At the end of the day Q Rich with his back could become a big liability. Dijon Thompson, despite not knowing much about him, seems an offensive weapon. Lets face it on this team Q Rich was only a chucker. If we can sign Finley we have a ready made replacement for Q Rich. For the style we play we need a chucker not a Q Rich calibre player - pure chuckers aren't that hard to find.

Payton would make more an impact than Nate Robinson if we sign him or we could even look at Jay Williams who could be a real steal.

First I was upset at this trade but from a Suns point of view it makes more sense at it goes along. :clap:


----------



## ShuHanGuanYu (Feb 3, 2005)

Thank God I get some positive comments here. I agree. I don't necessarily like this trade as it stands, but we don't have the full picture of what else will happen.


----------



## NYKBaller (Oct 29, 2003)

http://www.nba.com/knicks/news/richardsonrobinson_050628.html

you guys got dijon thompson


----------



## MrFloppy (Jun 25, 2005)

It also puts us that bit further under the Salary Cap. Perhaps with the 700,000 we save because of this move we can fit Steven Hunter under the Salary Cap?

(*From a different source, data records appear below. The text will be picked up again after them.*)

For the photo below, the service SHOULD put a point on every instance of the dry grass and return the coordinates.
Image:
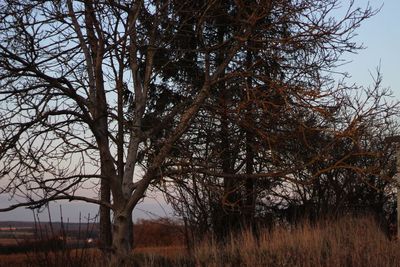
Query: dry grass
(347, 242)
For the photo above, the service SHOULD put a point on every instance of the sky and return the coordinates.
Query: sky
(381, 37)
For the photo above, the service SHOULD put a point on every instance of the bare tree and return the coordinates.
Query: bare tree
(282, 121)
(66, 68)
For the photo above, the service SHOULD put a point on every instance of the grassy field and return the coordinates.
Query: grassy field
(347, 242)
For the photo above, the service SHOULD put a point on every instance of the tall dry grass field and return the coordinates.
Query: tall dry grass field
(355, 242)
(347, 242)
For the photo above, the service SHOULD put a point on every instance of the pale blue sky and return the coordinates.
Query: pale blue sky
(381, 37)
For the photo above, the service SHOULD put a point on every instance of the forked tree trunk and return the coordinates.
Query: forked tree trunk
(121, 247)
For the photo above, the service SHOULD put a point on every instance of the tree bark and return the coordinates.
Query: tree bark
(121, 247)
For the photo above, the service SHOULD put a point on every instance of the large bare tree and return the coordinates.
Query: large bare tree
(78, 84)
(106, 90)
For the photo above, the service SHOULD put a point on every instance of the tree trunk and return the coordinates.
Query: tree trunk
(121, 247)
(105, 220)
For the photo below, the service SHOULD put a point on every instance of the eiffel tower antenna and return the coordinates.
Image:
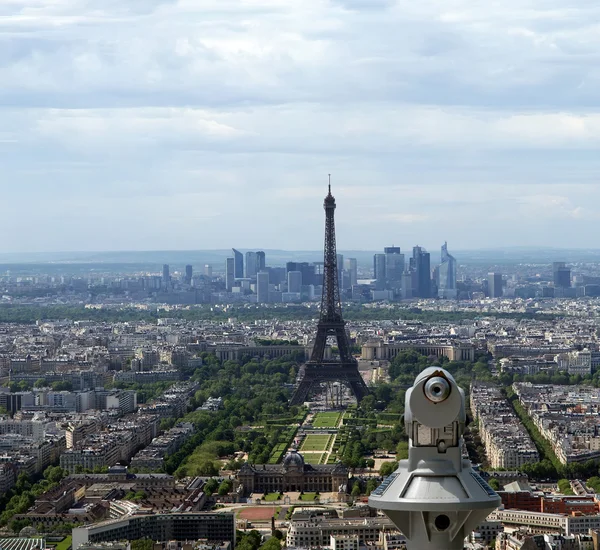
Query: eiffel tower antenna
(318, 370)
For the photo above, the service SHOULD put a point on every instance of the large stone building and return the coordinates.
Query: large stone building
(453, 350)
(293, 474)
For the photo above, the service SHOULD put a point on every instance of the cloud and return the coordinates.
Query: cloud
(227, 115)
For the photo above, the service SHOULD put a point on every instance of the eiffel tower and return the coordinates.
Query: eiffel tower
(319, 370)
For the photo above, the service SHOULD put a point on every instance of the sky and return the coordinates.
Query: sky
(204, 124)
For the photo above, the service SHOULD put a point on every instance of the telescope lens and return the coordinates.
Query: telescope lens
(437, 389)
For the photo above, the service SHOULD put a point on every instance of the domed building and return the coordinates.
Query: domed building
(293, 475)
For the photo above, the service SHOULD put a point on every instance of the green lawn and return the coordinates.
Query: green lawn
(313, 458)
(64, 544)
(313, 442)
(326, 420)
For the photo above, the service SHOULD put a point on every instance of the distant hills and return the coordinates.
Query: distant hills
(177, 258)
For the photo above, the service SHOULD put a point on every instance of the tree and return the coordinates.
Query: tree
(17, 524)
(54, 474)
(225, 487)
(372, 484)
(211, 486)
(272, 544)
(494, 483)
(387, 468)
(142, 544)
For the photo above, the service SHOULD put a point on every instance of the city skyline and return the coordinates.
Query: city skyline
(430, 117)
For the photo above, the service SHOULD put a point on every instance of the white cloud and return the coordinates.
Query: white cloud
(229, 114)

But prior to signing Joe Johnson we will be under the salary cap, I believe his salary counts at about $5million until he is signed. This just gives us more room under the cap to resign a Steven Hunter. Perhaps this is a way of adding more depth to the signs. If we get to keep Hunter because of this was it worth it?


----------



## MrFloppy (Jun 25, 2005)

Assuming JJ's salary is set a $5 million till he signs we get:

Marion 13.7
Nash 9.625
JJ 5.0
JJax 2.667
Amare 2.589
Eisley 3.333 (according to Story Teller's salaries)
Barbosa 0.930

TOTAL 37.844

Voshukl 1.833
Thomas 6.620

TOTAL 46.337

Thomas Trade Kicker 0.993 (15%)
Draft Picks 0.800

TOTAL 48.13

If we manage to move Voshukl for cap space that gives us a total of $3.703 million to re-sign Hunter with.


----------



## KokoTheMonkey (Aug 4, 2003)

Joe Johnson at 5 million per season? The Suns paid Quentin Richardson 6 million this past season, so Joe Johnson would have to be a fool to settle for 5 mill for the first season.


----------



## MrFloppy (Jun 25, 2005)

KokoTheMonkey said:


> Joe Johnson at 5 million per season? The Suns paid Quentin Richardson 6 million this past season, so Joe Johnson would have to be a fool to settle for 5 mill for the first season.

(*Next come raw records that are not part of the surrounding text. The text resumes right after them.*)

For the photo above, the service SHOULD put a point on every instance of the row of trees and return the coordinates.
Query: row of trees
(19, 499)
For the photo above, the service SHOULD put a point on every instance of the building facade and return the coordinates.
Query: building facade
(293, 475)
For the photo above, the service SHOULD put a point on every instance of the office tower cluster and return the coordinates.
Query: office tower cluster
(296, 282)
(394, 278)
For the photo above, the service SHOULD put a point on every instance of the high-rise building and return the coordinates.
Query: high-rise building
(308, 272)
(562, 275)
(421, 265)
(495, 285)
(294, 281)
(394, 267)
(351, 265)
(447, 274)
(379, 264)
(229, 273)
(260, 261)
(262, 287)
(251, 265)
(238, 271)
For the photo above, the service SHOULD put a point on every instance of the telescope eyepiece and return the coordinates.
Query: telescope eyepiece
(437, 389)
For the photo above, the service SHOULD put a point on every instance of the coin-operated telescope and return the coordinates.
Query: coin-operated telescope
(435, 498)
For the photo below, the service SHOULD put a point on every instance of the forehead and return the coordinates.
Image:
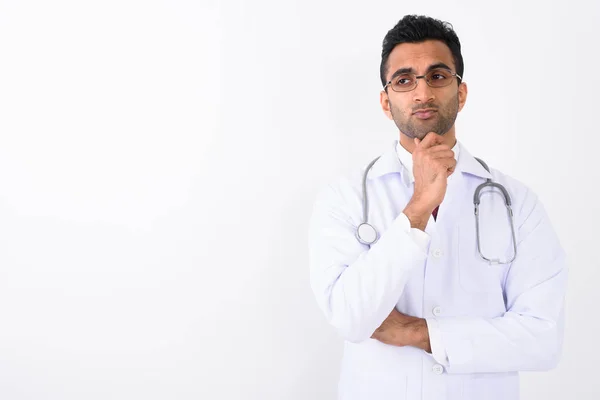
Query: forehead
(419, 56)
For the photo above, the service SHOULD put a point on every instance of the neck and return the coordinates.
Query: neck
(408, 143)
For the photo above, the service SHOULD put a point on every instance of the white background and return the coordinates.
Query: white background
(159, 161)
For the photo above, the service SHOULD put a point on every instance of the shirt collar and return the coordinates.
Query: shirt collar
(398, 160)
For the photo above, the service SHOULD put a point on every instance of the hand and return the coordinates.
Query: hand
(433, 162)
(403, 330)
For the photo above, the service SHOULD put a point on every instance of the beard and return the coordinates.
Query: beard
(440, 123)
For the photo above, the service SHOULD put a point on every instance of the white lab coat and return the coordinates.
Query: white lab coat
(490, 320)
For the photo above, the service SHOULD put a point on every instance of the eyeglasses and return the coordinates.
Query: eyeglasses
(435, 78)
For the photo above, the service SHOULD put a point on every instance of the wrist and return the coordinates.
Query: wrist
(421, 335)
(417, 214)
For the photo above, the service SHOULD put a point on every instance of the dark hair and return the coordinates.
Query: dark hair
(416, 29)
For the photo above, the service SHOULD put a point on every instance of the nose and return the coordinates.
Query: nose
(423, 93)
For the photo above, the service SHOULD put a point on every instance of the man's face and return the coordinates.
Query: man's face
(407, 108)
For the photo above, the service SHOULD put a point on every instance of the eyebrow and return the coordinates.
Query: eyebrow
(410, 70)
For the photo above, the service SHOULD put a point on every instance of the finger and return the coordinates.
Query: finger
(442, 153)
(431, 139)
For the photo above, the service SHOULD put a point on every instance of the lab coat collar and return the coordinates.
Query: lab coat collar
(389, 163)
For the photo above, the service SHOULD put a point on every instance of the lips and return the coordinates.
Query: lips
(424, 114)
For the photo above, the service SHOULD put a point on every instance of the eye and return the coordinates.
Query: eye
(440, 75)
(403, 80)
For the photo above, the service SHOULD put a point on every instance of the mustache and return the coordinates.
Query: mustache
(424, 107)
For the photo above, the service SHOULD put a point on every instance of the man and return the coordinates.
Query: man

I said it counts as that until such stage as he signs. I never said he would accept $5 million per year.


----------



## PhatDaddy3100 (Jun 16, 2002)

I personally, Dont like this trade, I think we are giving up too much. I think Quentin Richardson with being younger, and a better player, but if was Q for Kurt I would of been fine. But the fact that we also had to give up our First round pick is kind of ridiculous to me.


----------



## MrFloppy (Jun 25, 2005)

Suns just traded their #57 selection to Orlando too. Looks like they are saving cap space. Its all falling together. I'm not stressed at all with this trade now. They obviously have a plan. Dijon Thompson would be able to contribute next year where as Gortat wouldn't be able to. I'm happy. 

Bring on the Free Agents. :biggrin:


----------



## tempe85 (Jan 7, 2005)

I'm actually not completely mad. A lot of the Suns moves the past couple years have left me with my jaw hanging but once I actually thought about it things started to make more sense. 

First off Joe Johnson is here to stay. So any Cleveland fans that read this can stop having wet dreams about him, JJ is a Sun and that's pretty much the end of it. Some would have argued last year that Q's shooting percentage (or lack there of) actually hurt us more than helped us. Maybe it's addition by subtraction? 

Let's let the dust settle before we jump to rash decisions. The Suns obviously have something up their sleeve. Thomas won't be the only addition to this team this offseason. We'll just have to wait and see.


----------



## Tiz (May 9, 2005)

It must be for keeping cap space open for the JJ and Amare deals. That is about the only thing that makes sense.


----------



## Kekai (Jan 12, 2005)

Its not guarantee Dijon makes the team


----------



## cimalee (Apr 17, 2003)

Knicks finally make a good deal


----------



## tempe85 (Jan 7, 2005)

Kekai23 said:


> Its not guarantee Dijon makes the team


Rosters are going to be expanded to 14 in the new CBA. Dijon will make team... I'd say it's about a 99% chance (for one thing it was the Suns who picked him... so they like him).


----------



## Dissonance (Jul 21, 2004)

heres an article on phoenixsuns.com

http://aol.nba.com/suns/news/thomas_050628.html





> By Josh Greene, Suns.com
> Posted: June 28, 2005
> Eighteen months ago, a blockbuster trade with the New York Knicks helped pave the way for one of the greatest seasons in Phoenix Suns history.
> 
> ...


----------



## KJay (Sep 22, 2002)

hey put Thompson on the bench he can't be half bad.


----------